# What Is This Grain Variation?



## Tony M (26/7/06)

As I now use a 24V battery charger on my grain mill, I'm aware of the current draw.
The last couple of crushes of JW Pilsner malt needed a current draw of around 7 amps. I purchased a new bag last week and the draw was down to 3 to 4 amps. I did not change any settings on the mill so this variation must be something to do with the grain hardness or toughness (for want of a better word).
Can anyone enlighten me?


----------



## Pumpy (26/7/06)

Tony M said:


> As I now use a 24V battery charger on my grain mill, I'm aware of the current draw.
> The last couple of crushes of JW Pilsner malt needed a current draw of around 7 amps. I purchased a new bag last week and the draw was down to 3 to 4 amps. I did not change any settings on the mill so this variation must be something to do with the grain hardness or toughness (for want of a better word).
> Can anyone enlighten me?



I believe it to be moisture content of the grain or husk .perhaps due to recent rains and moisture content of the air .

I put some water on my grains before 15 mins before crushing .

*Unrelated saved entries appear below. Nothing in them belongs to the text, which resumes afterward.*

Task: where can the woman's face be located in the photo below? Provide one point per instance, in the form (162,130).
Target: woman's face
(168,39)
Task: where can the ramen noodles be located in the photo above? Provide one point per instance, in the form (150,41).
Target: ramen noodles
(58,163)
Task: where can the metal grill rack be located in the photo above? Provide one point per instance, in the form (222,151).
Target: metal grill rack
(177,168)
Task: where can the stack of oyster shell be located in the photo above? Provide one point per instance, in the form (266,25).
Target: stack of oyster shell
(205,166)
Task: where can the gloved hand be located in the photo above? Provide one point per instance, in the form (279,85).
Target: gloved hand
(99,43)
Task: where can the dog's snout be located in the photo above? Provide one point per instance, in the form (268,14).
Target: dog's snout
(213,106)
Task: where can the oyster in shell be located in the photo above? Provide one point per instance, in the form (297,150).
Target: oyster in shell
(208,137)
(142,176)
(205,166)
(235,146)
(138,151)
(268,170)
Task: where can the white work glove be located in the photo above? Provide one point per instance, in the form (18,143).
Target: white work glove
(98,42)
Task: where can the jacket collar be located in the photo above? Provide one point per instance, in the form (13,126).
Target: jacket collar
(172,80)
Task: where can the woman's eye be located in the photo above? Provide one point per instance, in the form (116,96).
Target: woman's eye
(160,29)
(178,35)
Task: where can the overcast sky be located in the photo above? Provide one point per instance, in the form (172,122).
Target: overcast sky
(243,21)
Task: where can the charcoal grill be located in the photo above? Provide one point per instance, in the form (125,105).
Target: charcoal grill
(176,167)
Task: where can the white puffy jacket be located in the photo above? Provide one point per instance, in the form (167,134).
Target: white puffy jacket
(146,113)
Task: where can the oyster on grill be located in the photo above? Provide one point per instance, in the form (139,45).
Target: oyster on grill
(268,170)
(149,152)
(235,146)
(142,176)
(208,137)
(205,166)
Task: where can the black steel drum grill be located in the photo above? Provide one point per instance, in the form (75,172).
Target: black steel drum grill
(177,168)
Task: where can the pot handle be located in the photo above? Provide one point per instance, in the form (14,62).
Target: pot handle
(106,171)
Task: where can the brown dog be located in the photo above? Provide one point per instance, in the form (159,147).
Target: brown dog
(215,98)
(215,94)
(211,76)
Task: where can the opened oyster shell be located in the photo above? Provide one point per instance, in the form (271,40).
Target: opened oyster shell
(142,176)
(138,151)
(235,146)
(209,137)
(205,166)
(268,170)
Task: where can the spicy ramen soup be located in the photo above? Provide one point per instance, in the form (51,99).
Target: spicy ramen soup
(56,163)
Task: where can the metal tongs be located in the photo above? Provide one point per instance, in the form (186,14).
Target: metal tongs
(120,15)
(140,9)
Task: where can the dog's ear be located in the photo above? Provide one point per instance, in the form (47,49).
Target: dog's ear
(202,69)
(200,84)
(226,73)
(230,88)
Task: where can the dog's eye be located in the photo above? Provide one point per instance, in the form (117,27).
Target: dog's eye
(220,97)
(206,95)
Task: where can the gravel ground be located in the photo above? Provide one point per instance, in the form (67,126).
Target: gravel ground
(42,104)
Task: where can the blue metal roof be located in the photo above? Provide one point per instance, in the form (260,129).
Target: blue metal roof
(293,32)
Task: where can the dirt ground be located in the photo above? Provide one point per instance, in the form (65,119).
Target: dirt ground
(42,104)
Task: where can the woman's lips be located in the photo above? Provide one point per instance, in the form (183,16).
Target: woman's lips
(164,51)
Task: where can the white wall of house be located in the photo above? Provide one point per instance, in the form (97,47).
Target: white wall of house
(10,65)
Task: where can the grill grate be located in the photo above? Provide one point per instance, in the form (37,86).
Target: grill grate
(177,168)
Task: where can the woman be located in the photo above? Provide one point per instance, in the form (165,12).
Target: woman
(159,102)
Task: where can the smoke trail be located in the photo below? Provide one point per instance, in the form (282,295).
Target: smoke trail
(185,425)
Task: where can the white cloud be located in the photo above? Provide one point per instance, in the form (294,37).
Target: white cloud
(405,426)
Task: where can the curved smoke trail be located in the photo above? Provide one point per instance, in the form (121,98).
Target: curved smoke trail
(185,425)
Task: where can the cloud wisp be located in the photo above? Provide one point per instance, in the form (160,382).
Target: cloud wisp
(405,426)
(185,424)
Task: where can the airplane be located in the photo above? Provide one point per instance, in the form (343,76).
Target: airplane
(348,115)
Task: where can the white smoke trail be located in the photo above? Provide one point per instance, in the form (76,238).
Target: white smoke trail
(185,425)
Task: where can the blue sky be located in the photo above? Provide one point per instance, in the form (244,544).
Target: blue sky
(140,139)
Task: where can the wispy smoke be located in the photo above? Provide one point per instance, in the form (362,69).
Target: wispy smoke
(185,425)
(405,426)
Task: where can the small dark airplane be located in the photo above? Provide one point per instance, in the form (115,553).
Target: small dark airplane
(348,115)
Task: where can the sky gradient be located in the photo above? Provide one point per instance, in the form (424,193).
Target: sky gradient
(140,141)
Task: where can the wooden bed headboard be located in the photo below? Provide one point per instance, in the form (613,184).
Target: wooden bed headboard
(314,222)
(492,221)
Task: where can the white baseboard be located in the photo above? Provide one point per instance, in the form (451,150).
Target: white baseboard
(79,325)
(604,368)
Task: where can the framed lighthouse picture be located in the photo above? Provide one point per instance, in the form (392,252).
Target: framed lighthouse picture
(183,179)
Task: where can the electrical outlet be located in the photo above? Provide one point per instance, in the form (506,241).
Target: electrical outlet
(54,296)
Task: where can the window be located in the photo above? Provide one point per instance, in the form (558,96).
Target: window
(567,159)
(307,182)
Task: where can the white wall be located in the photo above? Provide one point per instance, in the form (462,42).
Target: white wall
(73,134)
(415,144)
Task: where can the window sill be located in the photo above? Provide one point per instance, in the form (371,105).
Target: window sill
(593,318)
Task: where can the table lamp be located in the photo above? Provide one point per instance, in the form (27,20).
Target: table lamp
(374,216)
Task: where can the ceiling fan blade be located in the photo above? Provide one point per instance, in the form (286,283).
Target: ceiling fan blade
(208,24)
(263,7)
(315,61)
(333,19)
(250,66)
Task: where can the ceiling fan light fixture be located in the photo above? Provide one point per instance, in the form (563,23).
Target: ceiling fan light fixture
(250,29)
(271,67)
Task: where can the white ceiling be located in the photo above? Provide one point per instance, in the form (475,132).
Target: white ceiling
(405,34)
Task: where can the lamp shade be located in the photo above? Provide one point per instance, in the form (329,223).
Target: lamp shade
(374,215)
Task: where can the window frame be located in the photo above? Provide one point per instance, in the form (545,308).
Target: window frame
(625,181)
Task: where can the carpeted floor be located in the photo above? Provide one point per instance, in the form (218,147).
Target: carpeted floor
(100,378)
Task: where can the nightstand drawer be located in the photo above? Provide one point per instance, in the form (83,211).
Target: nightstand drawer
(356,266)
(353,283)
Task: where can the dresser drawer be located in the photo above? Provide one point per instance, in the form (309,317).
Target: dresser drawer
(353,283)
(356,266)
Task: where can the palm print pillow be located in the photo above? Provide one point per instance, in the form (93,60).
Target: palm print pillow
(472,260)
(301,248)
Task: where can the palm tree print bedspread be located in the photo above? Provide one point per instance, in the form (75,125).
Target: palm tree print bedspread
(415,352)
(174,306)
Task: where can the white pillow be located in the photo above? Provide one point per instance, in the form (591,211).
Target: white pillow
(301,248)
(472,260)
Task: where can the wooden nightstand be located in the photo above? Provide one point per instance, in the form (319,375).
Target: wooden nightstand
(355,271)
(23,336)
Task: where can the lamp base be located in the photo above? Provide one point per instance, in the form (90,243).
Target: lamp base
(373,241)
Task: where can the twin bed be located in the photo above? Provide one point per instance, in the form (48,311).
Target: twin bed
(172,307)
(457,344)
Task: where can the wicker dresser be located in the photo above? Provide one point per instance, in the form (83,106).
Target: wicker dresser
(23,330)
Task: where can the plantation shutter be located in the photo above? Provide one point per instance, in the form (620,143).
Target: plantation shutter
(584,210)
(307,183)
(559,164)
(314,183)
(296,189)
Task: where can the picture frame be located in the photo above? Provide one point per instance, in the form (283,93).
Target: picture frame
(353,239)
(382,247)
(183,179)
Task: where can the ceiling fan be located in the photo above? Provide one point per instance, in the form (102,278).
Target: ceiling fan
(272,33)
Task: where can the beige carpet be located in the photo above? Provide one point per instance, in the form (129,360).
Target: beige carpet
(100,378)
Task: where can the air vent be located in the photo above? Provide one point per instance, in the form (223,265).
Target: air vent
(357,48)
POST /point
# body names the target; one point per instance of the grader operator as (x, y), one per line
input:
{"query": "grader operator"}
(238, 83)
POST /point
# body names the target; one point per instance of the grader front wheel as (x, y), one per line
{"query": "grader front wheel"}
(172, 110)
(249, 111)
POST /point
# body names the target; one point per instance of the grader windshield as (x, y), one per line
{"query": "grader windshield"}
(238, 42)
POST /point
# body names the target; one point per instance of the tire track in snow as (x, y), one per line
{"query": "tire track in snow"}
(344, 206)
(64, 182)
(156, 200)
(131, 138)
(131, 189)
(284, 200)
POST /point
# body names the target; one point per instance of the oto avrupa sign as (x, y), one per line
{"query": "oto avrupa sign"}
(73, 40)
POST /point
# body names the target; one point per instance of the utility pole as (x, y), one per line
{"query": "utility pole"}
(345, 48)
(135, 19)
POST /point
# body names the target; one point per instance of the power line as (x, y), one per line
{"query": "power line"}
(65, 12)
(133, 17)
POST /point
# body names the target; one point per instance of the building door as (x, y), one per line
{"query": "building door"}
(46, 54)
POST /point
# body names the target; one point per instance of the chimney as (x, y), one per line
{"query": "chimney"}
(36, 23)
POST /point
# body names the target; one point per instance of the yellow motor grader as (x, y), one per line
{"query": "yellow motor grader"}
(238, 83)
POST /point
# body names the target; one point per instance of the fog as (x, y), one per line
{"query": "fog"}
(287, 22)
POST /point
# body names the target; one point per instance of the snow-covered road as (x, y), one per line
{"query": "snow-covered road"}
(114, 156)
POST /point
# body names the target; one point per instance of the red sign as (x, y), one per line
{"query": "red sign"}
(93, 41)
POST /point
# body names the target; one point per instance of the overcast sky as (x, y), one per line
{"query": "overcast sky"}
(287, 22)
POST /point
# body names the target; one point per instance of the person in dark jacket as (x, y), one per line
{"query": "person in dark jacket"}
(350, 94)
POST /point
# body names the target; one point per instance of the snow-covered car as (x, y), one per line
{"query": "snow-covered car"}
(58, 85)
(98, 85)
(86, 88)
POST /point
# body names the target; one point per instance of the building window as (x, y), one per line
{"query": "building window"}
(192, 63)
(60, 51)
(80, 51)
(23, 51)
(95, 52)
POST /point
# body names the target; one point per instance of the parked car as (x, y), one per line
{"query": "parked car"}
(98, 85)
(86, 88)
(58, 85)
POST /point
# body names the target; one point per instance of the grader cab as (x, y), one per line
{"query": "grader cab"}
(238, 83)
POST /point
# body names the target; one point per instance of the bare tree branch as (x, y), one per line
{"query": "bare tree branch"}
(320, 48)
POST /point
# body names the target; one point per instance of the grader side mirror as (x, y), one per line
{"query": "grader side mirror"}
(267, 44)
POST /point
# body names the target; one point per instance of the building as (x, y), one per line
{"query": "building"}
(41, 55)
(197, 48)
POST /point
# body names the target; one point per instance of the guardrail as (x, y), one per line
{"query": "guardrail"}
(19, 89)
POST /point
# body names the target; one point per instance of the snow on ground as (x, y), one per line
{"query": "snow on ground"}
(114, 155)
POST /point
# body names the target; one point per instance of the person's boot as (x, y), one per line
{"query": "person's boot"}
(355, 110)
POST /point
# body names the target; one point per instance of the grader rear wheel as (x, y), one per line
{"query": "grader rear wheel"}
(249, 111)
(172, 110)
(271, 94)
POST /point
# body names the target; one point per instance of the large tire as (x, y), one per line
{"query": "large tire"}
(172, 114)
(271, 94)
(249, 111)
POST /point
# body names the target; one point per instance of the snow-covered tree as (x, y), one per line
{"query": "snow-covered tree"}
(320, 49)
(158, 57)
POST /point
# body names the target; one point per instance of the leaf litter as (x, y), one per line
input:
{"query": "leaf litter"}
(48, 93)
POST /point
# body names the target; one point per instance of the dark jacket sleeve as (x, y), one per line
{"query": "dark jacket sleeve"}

The moisture just gives elasticisity to the husk and the crush does not shatter them.
the crush is purfect 

Pumpy


----------



## roger mellie (26/7/06)

Pumpy said:


> I put some water on my grains before 15 mins before crushing .
> 
> The moisture just gives elasticisity to the husk and the crush does not shatter them.
> the crush is purfect
> ...



Pumpy

Am just finishing constructing my grain mill - I like the idea of what you do. A couple of questions:-

Around about how much water do you add to the grain? 
How does this effect the flow through the grain mill hopper?
Do you use a different crusher gap for dry and wet grains?

Thanks

RM


----------



## Pumpy (26/7/06)

roger mellie said:


> Pumpy said:
> 
> 
> > I put some water on my grains before 15 mins before crushing .
> ...



Roger,
I use about 125-150ml just sprinkle on the grain and mix in well the 15 min allows it to absorb into the husk it is not wet at this stage , I set the rollers for about 0.7mm ( i dont have a heavy knurling on the rollers ) it pulls into the rollers better this way ,I can crush dry at 0.7mm but would normally do it at 0.9mm.

As I have stated before Grumpy told me to crush as fine as you can with out getting a stuck sparge.

I get a lot of flour but the husk is so good I do not have trouble with stuck sparge.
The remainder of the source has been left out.